Go Mortgage, Pacific Residential Mortgage complete merger

Two lenders concentrated on opposite coasts have joined forces.

Pacific Residential Mortgage completed its merger with Go Mortgage, the companies announced Tuesday. The move, first announced last spring, joins lenders of similar sizes and which combined have over 100 sponsored mortgage loan originators and 31 branches, according to public records.

"Our combined resources and new high-tech solutions — such as automated underwriting, pre-approvals, and disclosures — will drive efficiencies, enhance the customer experience, and support the next phase of our growth," said Michael Isaacs, CEO of Go Mortgage. 

The Columbus, Ohio-based Go is the surviving entity in the transaction.
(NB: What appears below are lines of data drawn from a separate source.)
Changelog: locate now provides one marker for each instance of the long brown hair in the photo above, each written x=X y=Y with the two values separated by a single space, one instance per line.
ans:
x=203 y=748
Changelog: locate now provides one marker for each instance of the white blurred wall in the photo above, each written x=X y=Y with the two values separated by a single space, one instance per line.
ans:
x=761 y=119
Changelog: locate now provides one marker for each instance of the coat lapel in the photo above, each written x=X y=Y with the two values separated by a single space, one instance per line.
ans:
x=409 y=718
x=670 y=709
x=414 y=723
The companies didn't disclose information about its branch count or workforce, and suggested in the press release the merger will create cost efficiencies and higher lending volumes. 
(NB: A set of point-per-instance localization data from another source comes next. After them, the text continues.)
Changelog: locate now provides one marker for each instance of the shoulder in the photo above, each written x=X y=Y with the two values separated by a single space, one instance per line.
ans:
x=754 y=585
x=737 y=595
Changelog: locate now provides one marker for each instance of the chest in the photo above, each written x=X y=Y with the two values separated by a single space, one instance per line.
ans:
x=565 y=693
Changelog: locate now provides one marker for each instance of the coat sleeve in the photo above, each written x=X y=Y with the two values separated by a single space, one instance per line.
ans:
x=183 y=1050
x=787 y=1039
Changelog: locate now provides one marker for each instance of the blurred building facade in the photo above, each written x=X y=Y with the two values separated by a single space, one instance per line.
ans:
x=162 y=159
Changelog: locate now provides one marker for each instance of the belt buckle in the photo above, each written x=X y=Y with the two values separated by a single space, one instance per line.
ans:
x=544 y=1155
The lenders didn't return immediate requests for comment Tuesday. 

Pacific Residential co-founder and president Melissa Stashin will be president of the united companies and co-founder and executive vice president Eric Wiley will be Go's Chief Growth Officer. Last year's merger announcement said Pacific Residential co-founder and CEO Matt Stashin would join Go's board of directors. 

The Portland, Oregon-based lender has 30 sponsored mortgage loan originators and 10 branches across Arizona, California, Nevada, Oregon and Texas, according to the Nationwide Multistate Licensing System. 

The larger Go is licensed in 45 states and Washington D.C., and has 92 originators across 21 eastern branches. It offers a traditional suite of loan products, and originated $619 million in mortgage volume in 2023, according to Home Mortgage Disclosure Act Data, compared to Pacific Residential's $615 million that year.

The deal is the first publicly announced merger between lenders this year. Digital lender Lower last week announced the first industry acquisition of 2025, purchasing origination software firm Neat Labs.

The pace of mergers and acquisitions has cooled in recent months and last year was expected to see more transactions than the 13 completed in 2020. While retail operations were sought after during the market's downturn, interest in dealmaking remains, particularly from private equity, according to Stratmor.